I was starting to get annoyed. "Why did you marry Josh?"

"Because I love him, of course!" she smiled a little.

"Right. But why JOSH? Why not your ex, Chris, or Josh's much taller, less husky, better paid, older brother? Or why not remain single?" (Sorry, Josh.)

She smiled a little. "Well, Josh was the one. We just knew it." She was getting googly eyed on me... I was going to lose the point of my conversation. I tried to steer her back on course.

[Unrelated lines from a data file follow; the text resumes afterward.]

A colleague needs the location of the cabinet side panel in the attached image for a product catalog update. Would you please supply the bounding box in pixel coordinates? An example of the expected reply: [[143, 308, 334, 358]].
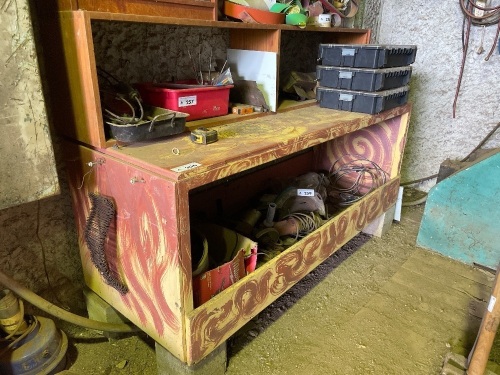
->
[[389, 111, 411, 178], [65, 143, 186, 361], [315, 113, 410, 179], [185, 177, 400, 365], [230, 29, 280, 52]]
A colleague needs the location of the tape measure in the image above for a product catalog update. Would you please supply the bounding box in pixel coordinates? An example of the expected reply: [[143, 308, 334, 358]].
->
[[190, 127, 218, 145]]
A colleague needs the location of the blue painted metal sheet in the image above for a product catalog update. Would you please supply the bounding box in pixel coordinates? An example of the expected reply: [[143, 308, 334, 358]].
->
[[417, 151, 500, 268]]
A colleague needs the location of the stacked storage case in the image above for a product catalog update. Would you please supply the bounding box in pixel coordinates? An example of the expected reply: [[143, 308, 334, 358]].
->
[[316, 44, 417, 114]]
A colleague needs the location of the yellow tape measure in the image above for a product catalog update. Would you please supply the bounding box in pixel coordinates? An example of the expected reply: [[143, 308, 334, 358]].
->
[[190, 127, 218, 145]]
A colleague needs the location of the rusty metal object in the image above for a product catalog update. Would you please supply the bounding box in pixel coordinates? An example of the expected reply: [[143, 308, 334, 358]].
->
[[0, 291, 68, 375], [0, 290, 28, 337], [85, 193, 128, 295]]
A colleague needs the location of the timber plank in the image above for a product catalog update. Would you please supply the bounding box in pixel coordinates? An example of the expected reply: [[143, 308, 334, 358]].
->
[[328, 307, 437, 374], [367, 282, 482, 341], [404, 248, 494, 287]]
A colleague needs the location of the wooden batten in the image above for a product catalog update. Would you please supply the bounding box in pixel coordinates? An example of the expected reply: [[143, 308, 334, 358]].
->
[[58, 0, 216, 20], [59, 11, 106, 148]]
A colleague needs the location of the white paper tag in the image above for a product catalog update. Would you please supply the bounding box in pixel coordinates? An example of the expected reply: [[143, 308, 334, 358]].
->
[[318, 14, 331, 23], [487, 295, 497, 313], [342, 48, 356, 56], [297, 189, 315, 197], [339, 93, 353, 101], [178, 95, 197, 107], [171, 162, 201, 173], [339, 71, 353, 79]]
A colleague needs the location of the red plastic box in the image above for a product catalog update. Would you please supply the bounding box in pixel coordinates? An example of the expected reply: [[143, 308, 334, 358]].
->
[[136, 82, 232, 121]]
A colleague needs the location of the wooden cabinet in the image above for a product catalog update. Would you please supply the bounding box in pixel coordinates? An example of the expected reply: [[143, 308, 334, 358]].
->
[[35, 4, 411, 366]]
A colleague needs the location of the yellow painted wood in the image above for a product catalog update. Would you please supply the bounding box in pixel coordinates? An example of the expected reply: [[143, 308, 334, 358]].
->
[[107, 104, 411, 186], [388, 111, 410, 178]]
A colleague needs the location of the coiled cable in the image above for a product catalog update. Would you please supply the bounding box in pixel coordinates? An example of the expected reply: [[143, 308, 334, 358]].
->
[[280, 212, 323, 240], [328, 155, 388, 206], [455, 0, 500, 116]]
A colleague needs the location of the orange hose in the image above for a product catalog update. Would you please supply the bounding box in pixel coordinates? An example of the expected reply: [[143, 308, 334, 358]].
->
[[0, 269, 138, 333]]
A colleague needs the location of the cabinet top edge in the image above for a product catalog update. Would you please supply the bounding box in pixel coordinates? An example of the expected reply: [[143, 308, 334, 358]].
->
[[104, 103, 412, 183], [66, 10, 368, 33]]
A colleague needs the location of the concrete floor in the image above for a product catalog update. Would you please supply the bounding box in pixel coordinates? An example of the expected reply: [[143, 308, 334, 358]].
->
[[59, 205, 499, 374]]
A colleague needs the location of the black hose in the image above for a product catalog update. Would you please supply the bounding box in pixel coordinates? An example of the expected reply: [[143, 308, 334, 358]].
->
[[0, 269, 139, 333]]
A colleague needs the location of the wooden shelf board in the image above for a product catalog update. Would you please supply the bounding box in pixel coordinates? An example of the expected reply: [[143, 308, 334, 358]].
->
[[86, 10, 369, 34]]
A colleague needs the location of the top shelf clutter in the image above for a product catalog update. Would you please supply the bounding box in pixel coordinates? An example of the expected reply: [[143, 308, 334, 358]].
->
[[45, 3, 371, 150], [55, 0, 358, 25]]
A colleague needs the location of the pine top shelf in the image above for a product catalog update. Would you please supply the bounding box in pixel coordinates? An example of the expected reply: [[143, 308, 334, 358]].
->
[[75, 9, 367, 35]]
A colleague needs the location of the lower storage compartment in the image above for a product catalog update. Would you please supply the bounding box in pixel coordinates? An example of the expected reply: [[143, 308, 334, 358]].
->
[[186, 176, 402, 364], [184, 124, 406, 362], [316, 86, 409, 114]]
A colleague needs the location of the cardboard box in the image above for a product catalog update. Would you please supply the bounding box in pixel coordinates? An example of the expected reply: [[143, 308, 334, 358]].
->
[[192, 223, 258, 307]]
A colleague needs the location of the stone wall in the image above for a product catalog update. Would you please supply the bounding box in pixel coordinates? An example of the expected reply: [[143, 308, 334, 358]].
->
[[0, 0, 59, 210], [364, 0, 500, 188]]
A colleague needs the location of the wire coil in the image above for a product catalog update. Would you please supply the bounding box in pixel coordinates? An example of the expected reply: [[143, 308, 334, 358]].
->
[[328, 155, 388, 206]]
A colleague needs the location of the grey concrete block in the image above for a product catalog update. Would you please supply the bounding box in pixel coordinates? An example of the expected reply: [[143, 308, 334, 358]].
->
[[83, 288, 128, 324], [362, 204, 396, 238], [83, 287, 130, 340], [156, 342, 227, 375]]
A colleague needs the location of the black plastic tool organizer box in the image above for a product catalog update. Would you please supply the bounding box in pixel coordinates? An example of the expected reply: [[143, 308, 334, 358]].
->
[[316, 44, 416, 114], [318, 44, 417, 69], [316, 86, 409, 115], [316, 66, 412, 92]]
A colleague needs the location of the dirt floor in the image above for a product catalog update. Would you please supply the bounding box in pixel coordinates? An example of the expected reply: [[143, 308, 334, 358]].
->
[[53, 205, 499, 374]]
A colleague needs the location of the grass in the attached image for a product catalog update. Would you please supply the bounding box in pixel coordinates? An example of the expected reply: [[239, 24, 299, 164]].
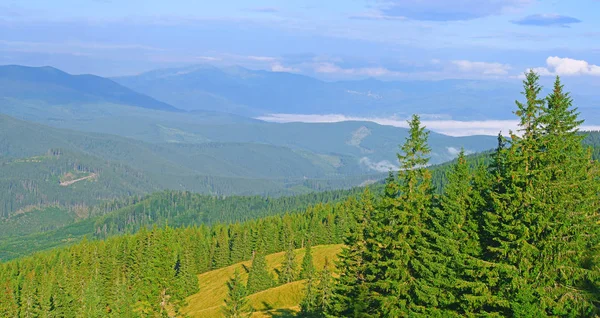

"See? That's why we adopted. We knew it was our path. And when we met our son, we knew he was ours. Others meet after the match is made, and that's as beautiful and romantic and meant-to-be as any Hollywood romance - even yours and Josh's."

Did she get it? I think so. Does it matter? Not a bit. I've answered this type of question before. Someone will pose it again down the road. In the meantime, I'll keep on loving my son. More than any sandy beach or Arctic adventure. I'll love him and his journey more than any other child or any other way we could have built our family. And DEFINITELY more than a Chia pet.